Thursday, 16 July 2009

Thyme and Time in Cemeteries and Ian McEwan

Last summer I rhapsodized and puzzled over the carpet of purple flowers in the grass on sunny slopes in Mount Royal Cemetery. I thought they might be a small mountain azalea, and then decided they resembled a clover more. But yesterday discovered that I’d been complicating things: they’re neither and I should have realized earlier.

A pair of young women horticulturalists were weeding a patch of daylilies amid one of the purple slopes, and I had to ask. The flowers are just forming, but it’s clear that the plants have spread, and will soon be absolutely gorgeous.

“Thyme,” the young women told me.

Of course: when I crushed a couple of leaves between my fingers and breathed in the spicy smell, I wondered at how silly I had been not to recognize the herb earlier.

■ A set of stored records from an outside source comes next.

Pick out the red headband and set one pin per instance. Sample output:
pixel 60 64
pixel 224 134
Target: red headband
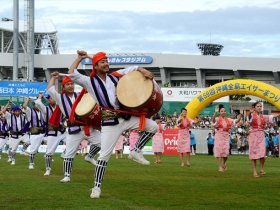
pixel 66 80
pixel 98 56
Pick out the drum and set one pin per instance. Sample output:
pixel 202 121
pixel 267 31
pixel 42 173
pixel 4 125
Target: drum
pixel 89 111
pixel 137 94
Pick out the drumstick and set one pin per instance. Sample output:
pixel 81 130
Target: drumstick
pixel 60 74
pixel 13 103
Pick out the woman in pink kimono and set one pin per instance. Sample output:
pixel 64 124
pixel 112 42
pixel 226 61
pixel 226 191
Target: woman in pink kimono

The revelation reminded me of two fleeting bits of Ian McEwan’s Atonement. I looked for the passages last night, but couldn’t find them so I must rely on memory to explain. As I remember it, Robbie Turner, the gardener/family friend destroyed by misunderstanding in the book, has planted thyme between the paving blocks on the terrace of the stately house at the center of the first part of the novel. Years later, someone mentally notes the lovely smell arising from the terrace when the thyme is walked on.

The two passages amount to nothing more than a couple of paragraphs, but (as I remember it at least) the thyme becomes a symbol of the way events linger in time, permeating and permutating people’s lives. A singularly appropriate plant for a cemetery too, I know for sure.